Tiger has shown flashes of power in the past, but not like this and not with this consistency. During last year’s Hero World Challenge, despite the birdies and that one round of 65, he was hitting it all over the yard. He had no idea where it was going with the driver, missing both ways and scrambling on just about every hole to stay in it.

That wildness is not there this year and has had a few colleagues of mine asking if he’s ever driven the ball this well? His misses have been small misses, usually to the right spot, and predictable. This is not the miss where it’s going 30 yards off the fairway on one tee and 20 yards off the fairway in the opposite direction on the next.

We’ve got a small sample size here, but it still looks demonstrably different from previous comebacks. He’s crushing it and largely avoiding the wildness that’s made his overall game a mess in recent years. Even his own caddie is surprised by the pop this early in the comeback.

The driver is more important than at any other time in the game’s history. Advanced stats bear this out and anecdotal evidence from the top pros corroborate it. The modern equipment, specifically the golf ball, have completely changed the way the pro game is played. If you’re not a good driver of the ball, you’re not going to be competitive on today’s PGA Tour. Tiger hasn’t had this speed and he certainly didn’t have reliable consistency. Whether it’s the fusion surgery or a swing change or those factors in conjunction, he’s shown both speed and consistency this week.

It’s obvious he’s in love with this power. That can be dangerous if he’s too obsessed with trying to keep up with the 20-something big hitters. But right now, it’s given his entire game and this comeback a juice we’ve not seen in prior returns.

Caveats and disclaimers

Chipping

Tiger could become an elite driver and it not matter if those odious chip yips ever attack again. That’s a mental hurdle more than any physical health one, and we’re told from pros who’ve been wrecked by chip yips that they never realllly go away. He horribly stubbed a couple chips in the first round, but this is a course with extremely tight run-offs around the greens that have given not just Tiger trouble.

Hideki Matsuyama duffed a hideous chip on Friday. Charley Hoffman, the leader after 36 holes, used a wood to run a ball onto the green instead of trying to contend with the tight lies at this course. When Tiger does those things, we immediately think of the incomprehensible yip show from 2015 that threatened to end his career just as fast as a disintegrating spine.

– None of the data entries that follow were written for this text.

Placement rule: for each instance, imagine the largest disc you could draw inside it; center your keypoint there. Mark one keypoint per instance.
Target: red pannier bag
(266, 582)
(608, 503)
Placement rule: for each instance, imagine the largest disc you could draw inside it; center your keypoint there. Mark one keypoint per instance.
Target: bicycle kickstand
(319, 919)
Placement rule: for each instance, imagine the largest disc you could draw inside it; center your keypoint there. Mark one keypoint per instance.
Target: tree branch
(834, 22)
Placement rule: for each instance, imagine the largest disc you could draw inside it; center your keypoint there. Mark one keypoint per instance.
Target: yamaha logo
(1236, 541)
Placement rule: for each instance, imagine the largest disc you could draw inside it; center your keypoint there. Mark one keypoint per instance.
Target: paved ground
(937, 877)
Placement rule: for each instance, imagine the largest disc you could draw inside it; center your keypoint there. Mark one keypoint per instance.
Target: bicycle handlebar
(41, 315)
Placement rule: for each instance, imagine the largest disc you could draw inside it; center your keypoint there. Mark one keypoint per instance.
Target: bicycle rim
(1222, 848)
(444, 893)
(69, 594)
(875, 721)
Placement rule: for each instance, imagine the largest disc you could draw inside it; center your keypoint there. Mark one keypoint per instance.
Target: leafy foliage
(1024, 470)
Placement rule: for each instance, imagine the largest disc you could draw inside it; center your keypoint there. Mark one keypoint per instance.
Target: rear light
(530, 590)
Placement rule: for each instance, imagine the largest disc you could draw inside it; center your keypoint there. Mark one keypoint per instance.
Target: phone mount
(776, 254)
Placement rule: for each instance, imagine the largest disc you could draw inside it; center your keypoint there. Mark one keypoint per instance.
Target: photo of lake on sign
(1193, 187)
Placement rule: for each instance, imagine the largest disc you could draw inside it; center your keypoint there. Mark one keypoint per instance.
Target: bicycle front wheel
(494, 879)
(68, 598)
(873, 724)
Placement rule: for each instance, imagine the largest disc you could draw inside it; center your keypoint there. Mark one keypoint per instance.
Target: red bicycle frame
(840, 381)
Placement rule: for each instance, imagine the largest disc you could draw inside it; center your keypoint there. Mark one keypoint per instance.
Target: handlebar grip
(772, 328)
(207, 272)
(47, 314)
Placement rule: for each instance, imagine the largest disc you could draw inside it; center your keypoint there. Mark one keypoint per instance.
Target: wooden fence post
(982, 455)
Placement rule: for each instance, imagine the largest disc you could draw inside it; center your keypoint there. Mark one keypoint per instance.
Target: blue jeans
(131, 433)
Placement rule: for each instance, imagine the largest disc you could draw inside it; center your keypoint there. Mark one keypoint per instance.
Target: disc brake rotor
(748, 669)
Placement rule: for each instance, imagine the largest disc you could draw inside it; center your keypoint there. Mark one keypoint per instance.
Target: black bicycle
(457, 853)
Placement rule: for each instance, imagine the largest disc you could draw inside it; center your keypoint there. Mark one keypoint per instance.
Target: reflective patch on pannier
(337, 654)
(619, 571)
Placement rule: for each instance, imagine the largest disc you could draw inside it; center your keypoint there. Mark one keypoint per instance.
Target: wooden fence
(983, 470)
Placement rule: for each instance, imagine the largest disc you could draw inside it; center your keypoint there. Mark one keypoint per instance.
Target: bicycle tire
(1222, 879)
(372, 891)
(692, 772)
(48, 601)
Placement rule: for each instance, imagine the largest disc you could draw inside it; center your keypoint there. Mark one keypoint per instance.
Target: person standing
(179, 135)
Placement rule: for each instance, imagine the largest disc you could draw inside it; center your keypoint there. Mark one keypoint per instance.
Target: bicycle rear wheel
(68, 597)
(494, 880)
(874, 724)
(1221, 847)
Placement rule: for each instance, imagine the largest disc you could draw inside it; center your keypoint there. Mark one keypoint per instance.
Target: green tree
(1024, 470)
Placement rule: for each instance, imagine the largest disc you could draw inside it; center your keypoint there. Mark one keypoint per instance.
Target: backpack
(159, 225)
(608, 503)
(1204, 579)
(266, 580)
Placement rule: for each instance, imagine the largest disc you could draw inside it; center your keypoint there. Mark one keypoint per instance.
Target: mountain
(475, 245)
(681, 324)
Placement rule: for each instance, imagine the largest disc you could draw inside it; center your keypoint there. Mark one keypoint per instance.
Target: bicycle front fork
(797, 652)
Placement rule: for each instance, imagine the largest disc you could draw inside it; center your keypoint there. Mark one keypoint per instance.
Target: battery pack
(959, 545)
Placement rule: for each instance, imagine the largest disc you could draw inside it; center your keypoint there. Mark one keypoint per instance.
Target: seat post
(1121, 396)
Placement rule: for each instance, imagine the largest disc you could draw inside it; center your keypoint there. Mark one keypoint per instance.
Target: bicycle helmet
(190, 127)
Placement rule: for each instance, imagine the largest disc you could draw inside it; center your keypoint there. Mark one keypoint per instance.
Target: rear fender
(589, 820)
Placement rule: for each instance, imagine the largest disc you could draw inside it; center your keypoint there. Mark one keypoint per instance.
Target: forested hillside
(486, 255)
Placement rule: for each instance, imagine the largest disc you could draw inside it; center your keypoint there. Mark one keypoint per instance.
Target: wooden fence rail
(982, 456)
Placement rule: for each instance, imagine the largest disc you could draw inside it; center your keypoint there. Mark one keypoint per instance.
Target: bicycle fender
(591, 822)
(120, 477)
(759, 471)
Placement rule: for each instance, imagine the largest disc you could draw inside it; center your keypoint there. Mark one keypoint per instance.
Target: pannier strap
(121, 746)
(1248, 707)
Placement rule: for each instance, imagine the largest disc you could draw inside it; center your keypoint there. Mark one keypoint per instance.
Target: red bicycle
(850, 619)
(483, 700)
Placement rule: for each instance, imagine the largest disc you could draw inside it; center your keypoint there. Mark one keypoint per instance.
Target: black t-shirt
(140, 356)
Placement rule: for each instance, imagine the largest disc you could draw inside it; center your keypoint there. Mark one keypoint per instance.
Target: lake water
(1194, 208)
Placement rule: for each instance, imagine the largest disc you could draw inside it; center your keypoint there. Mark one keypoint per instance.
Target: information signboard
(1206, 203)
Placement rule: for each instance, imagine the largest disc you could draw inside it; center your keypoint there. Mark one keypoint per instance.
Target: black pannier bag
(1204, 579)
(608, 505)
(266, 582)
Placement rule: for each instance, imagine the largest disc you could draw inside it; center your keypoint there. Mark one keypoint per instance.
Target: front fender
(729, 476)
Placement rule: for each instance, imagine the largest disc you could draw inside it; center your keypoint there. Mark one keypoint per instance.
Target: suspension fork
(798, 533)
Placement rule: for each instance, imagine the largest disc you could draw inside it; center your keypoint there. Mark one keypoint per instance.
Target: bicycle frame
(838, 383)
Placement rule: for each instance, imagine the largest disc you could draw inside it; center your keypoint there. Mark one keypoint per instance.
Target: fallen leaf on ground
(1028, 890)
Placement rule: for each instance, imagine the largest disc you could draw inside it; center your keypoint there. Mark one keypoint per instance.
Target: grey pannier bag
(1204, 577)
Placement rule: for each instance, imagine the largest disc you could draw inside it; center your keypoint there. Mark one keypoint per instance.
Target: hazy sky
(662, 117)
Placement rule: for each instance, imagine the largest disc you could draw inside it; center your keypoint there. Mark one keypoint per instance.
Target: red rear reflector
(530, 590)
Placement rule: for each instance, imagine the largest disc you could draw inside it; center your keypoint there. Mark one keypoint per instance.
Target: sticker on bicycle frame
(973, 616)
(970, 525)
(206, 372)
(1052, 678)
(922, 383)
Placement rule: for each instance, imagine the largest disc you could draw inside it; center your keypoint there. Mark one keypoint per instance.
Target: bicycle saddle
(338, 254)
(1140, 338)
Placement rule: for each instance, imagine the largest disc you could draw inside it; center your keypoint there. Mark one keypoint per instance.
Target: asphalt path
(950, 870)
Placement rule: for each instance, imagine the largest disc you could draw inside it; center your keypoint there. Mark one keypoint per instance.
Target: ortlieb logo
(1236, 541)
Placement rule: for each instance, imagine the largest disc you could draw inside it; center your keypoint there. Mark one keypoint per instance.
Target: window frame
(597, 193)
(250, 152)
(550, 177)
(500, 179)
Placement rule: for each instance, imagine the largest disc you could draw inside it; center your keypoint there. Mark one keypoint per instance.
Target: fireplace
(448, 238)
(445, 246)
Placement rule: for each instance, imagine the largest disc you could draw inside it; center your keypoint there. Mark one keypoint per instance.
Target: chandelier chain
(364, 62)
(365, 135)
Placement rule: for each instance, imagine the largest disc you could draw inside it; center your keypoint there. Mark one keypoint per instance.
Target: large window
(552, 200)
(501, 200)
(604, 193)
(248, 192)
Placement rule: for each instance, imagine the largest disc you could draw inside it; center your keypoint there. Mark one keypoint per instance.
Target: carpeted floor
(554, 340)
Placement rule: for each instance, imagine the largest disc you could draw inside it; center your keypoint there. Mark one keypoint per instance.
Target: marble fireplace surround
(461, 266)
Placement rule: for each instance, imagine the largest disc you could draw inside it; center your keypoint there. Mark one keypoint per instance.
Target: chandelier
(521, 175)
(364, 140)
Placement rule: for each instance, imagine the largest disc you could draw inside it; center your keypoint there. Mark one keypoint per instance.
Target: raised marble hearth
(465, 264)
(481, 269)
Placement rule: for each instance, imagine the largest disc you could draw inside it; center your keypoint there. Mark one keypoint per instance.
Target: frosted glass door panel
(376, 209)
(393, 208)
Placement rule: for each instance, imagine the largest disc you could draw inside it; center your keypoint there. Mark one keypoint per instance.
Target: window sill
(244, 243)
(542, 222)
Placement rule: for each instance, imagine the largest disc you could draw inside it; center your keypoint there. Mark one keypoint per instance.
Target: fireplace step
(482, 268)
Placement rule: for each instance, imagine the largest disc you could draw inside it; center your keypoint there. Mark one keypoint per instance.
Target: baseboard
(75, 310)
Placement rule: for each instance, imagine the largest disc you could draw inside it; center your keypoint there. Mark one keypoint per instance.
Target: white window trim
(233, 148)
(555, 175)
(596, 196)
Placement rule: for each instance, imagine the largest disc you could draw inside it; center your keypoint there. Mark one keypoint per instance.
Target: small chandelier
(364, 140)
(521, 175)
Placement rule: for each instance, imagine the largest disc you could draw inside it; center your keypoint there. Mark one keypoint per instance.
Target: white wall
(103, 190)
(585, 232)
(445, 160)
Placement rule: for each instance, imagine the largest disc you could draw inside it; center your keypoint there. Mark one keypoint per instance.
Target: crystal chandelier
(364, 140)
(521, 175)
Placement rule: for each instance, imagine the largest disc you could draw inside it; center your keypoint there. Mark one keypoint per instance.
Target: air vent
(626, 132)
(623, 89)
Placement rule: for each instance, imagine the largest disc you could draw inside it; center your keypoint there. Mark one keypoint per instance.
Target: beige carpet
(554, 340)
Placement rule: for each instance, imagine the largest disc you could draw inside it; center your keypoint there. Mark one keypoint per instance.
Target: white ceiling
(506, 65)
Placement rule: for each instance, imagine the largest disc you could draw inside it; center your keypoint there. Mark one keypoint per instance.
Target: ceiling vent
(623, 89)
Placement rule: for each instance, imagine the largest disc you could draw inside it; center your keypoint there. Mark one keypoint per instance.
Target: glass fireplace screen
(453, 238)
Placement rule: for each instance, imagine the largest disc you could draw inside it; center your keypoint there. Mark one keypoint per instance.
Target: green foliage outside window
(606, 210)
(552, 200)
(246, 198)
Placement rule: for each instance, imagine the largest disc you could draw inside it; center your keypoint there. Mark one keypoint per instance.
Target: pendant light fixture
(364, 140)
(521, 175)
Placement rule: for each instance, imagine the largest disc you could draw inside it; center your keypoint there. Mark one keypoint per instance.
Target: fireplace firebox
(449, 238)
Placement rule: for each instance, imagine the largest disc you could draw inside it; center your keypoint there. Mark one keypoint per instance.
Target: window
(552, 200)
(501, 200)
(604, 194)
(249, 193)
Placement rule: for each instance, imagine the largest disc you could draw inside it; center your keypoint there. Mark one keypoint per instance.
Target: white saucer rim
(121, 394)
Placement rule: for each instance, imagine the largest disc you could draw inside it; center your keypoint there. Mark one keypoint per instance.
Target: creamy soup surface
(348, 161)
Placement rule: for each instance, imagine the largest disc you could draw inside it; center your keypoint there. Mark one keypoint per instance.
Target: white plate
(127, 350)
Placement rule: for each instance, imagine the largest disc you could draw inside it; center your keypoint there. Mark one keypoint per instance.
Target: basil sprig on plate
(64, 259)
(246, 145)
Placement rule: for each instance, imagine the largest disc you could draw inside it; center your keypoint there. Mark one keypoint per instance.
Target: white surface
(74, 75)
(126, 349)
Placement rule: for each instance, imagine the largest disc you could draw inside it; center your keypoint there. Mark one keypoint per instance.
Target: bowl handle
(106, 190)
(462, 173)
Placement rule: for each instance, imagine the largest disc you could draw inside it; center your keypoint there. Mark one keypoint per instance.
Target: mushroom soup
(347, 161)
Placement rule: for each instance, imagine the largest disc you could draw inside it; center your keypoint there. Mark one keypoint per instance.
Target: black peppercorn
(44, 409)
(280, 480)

There were no signs of chipping trouble on Friday. At one point, Tiger even got creative and decided to chip with his ball already on the green, going over a slope to run it to the hole. He executed it perfectly.

Sample size

Again, we’re dealing with a 36-hole sample size here. Will that speed and power continue next year when or if he’s playing three times in a month? He may look different and much better, but what’s sustainable? Which leads us into the other obvious caveat...

Health

Tiger is “back” not because his swing looks good or the putter is rolling true. He’s back because his health, for the moment, permits it. This is a Tiger era in which you’re uneasy with every aggressive and violent cut at the ball. This may be a different swing coming off a different surgery, but it needs to be done for a sustained stretch with no wincing, grabbing of the back, or crumbling to the ground. The wet blanket portion of this is that it’s going to take awhile before we are relieved of the fear that those winces and crumbles could happen at any moment.


Because it’s Tiger Woods, and we overanalyze every single shot and word, we’re always ping-ponging from uncontrollable optimism to overwhelming dread with little room in between. The analysis is always framed between either “He’s back and he’s going to win the Masters” to “His career is over and he’s embarrassing himself.” Jim Bones Mackay, Phil Mickelson’s legendary caddie turned excellent on-course reporter, put it well at the end of the day, saying Tiger is “close to playing at an extremely high level.”

We may be getting sucked in again only to have another comeback evaporate. But so far, this one looks different from the last, and in a way that yields well-founded hope and optimism.